RESULTS: New Jersey Gov. Phil Murphy seeks a second term against Republican Jack Ciattarelli

OSTN Staff

Incumbent Gov. Phil Murphy, D-N.J. speaks during a gubernatorial debate with Republican challenger Jack Ciattarelli at Rowan University's Pfleeger Concert Hall Tuesday, Oct. 12, 2021, in Glassboro, N.
Incumbent Gov. Phil Murphy, D-N.J. speaks during a gubernatorial debate with Republican challenger Jack Ciattarelli at Rowan University’s Pfleeger Concert Hall Tuesday, Oct. 12, 2021, in Glassboro, N.

  • New Jersey Gov. Phil Murphy is seeking a 2nd term against Republican Jack Ciattarelli.
  • Ciattarelli is a businessman and former GOP lawmaker.
  • Polls in New Jersey closed at 8 pm ET. Follow along for live results.

What’s at stake:

New Jersey Gov. Phil Murphy is seeking a second term in office against Republican Jack Ciatterelli.

New Jersey is the second state, along with Virginia, holding a gubernatorial election in 2021, making Murphy and Virginia gubernatorial candidate Terry McAuliffe the most powerful Democrats to face statewide contests since President Joe Biden took office in January.

Murphy, a former Goldman Sachs executive, was elected in 2017 to succeed former Republican Gov. Chris Christie, who had served two terms in the governor’s office. And while New Jersey is now solidly Democratic on the presidential level, that trend hasn’t extended to state-level offices. If reelected, Murphy would be the first Democratic governor to win a second term in New Jersey since 1977.

Like McAuliffe in Virginia, Murphy is seeking to paint his Republican opponent as an extension of former President Donald Trump, who lost New Jersey by 16 points in the 2020 presidential election and is highly unpopular in the state.

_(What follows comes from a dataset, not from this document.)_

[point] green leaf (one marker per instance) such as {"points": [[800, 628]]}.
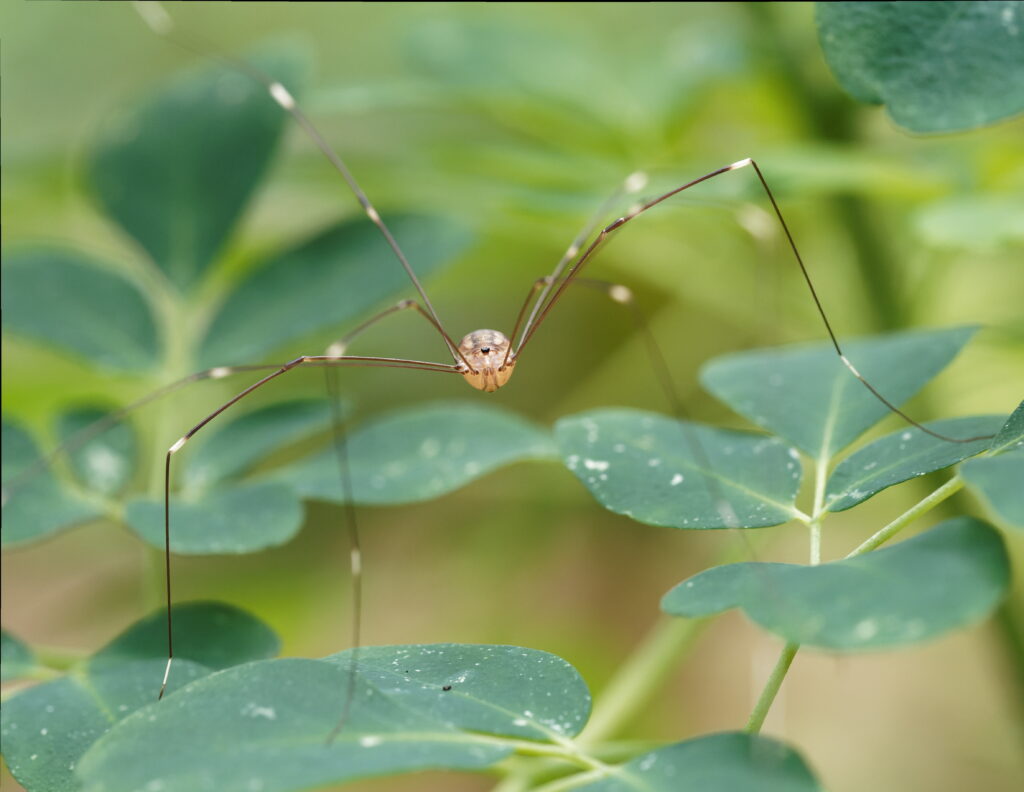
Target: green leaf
{"points": [[973, 221], [16, 660], [937, 67], [904, 455], [1012, 433], [944, 579], [48, 727], [67, 300], [265, 724], [35, 505], [102, 463], [233, 448], [805, 394], [422, 453], [725, 762], [339, 275], [177, 171], [667, 472], [214, 634], [236, 518]]}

“Do we stand with our sacred democracy, or do we stand with Confederate flags and white supremacists in a pack of lies?” Murphy said at a debate with Ciattarelli earlier this month. He was referring to Ciattarelli’s attendance at a “Stop the Steal” rally in late November of last year, after Trump lost the election to Biden.

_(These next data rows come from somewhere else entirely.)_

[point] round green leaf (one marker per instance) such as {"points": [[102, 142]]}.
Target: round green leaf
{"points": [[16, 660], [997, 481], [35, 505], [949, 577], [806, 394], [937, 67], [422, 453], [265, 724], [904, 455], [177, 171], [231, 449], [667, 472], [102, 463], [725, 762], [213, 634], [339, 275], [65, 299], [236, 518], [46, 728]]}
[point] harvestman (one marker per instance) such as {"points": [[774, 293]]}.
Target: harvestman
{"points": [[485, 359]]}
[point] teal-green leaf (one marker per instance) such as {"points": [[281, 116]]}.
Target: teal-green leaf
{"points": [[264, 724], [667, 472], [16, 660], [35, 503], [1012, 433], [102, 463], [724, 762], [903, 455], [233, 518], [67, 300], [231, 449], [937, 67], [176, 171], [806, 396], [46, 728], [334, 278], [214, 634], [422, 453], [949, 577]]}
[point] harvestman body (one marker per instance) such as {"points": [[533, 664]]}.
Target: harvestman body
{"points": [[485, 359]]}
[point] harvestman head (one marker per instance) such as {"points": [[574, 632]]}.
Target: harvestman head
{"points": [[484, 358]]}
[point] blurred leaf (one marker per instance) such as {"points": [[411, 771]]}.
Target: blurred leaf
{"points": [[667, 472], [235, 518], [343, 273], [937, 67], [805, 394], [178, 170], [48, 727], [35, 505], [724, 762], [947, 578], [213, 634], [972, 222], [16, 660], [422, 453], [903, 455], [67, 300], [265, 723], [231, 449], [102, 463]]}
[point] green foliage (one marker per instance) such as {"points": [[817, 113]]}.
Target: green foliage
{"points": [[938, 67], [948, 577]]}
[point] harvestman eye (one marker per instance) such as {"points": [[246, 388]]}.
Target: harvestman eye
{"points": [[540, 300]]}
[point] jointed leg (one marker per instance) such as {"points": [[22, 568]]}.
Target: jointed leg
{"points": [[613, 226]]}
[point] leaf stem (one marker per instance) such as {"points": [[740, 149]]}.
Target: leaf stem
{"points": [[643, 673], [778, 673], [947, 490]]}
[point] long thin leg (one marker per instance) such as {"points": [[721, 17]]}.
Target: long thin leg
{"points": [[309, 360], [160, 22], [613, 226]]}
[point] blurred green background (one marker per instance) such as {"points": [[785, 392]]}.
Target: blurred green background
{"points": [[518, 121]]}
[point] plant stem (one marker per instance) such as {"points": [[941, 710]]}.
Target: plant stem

Former President Barack Obama, who campaigned for Murphy in Newark, New Jersey over the weekend of October 23, also took aim at Ciattarelli for attending the rally.

“Apparently Phil’s opponent says he didn’t know it was a rally to overturn the results of the last election,” Obama said, “He didn’t know it? Come on. When you’re standing in front of a sign that says ‘Stop the Steal’ and there’s a guy in the crowd waving a Confederate flag, you know this isn’t a neighborhood barbecue. You know it’s not a league of women voters rally. Come on. Come on, man. That’s not what New Jersey needs.”

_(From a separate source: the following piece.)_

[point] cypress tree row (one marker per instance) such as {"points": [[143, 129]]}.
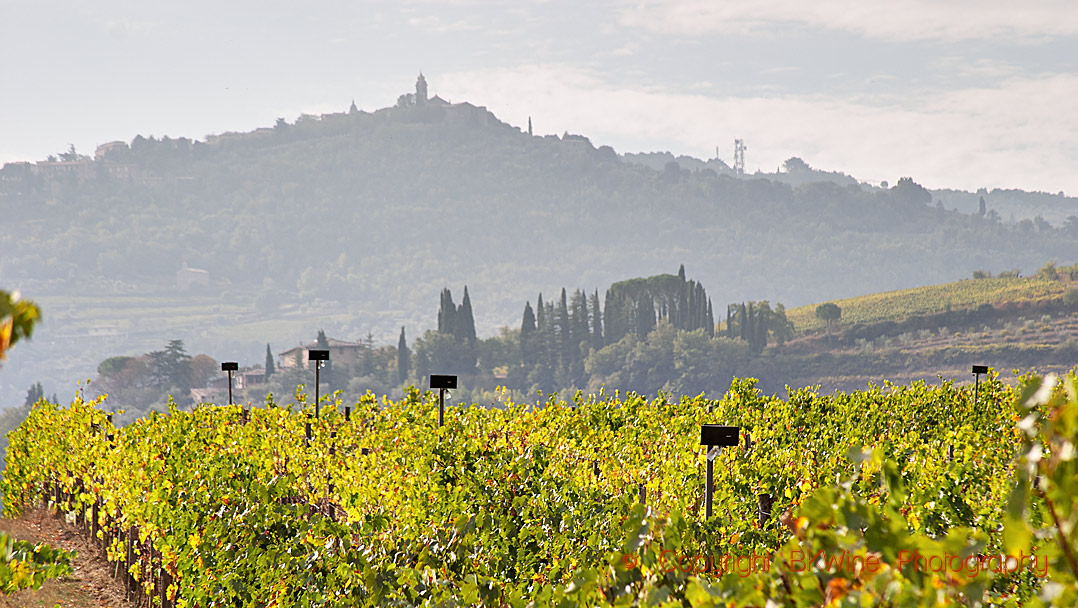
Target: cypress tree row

Ciattarelli, meanwhile, has sought to cast himself as more moderate by voicing his support for Roe v. Wade and for undocumented immigrants obtaining driver’s licenses.

If the Supreme Court overturns Roe v. Wade, Ciattarelli said that “we will codify it here in New Jersey.”

“I support a woman’s right to choose,” he added, though he said he opposes the Reproductive Freedom Act pending in the state legislature and said he believes it’s too extreme.

And while he’s criticized Murphy’s position on COVID-19 vaccine mandates, Ciattarelli also underscored that he’s not in the same camp as more hardline Republicans.

“I’m not where Phil Murphy is” on COVID-19 measures, “but I’m certainly not where Ron DeSantis is,” Ciattarelli said in a recent interview with the USA Today Network New Jersey Editorial Board.

While Murphy is still favored to win reelection, the race has significantly tightened in recent months. Murphy led Ciattrelli by 26 points among registered voters in a May survey from Rutgers University but only led Ciattrelli by six points among likely voters in a recent Emerson College/PIX 11 poll conducted in mid-October and by 11 points among likely voters in a late October Monmouth University poll.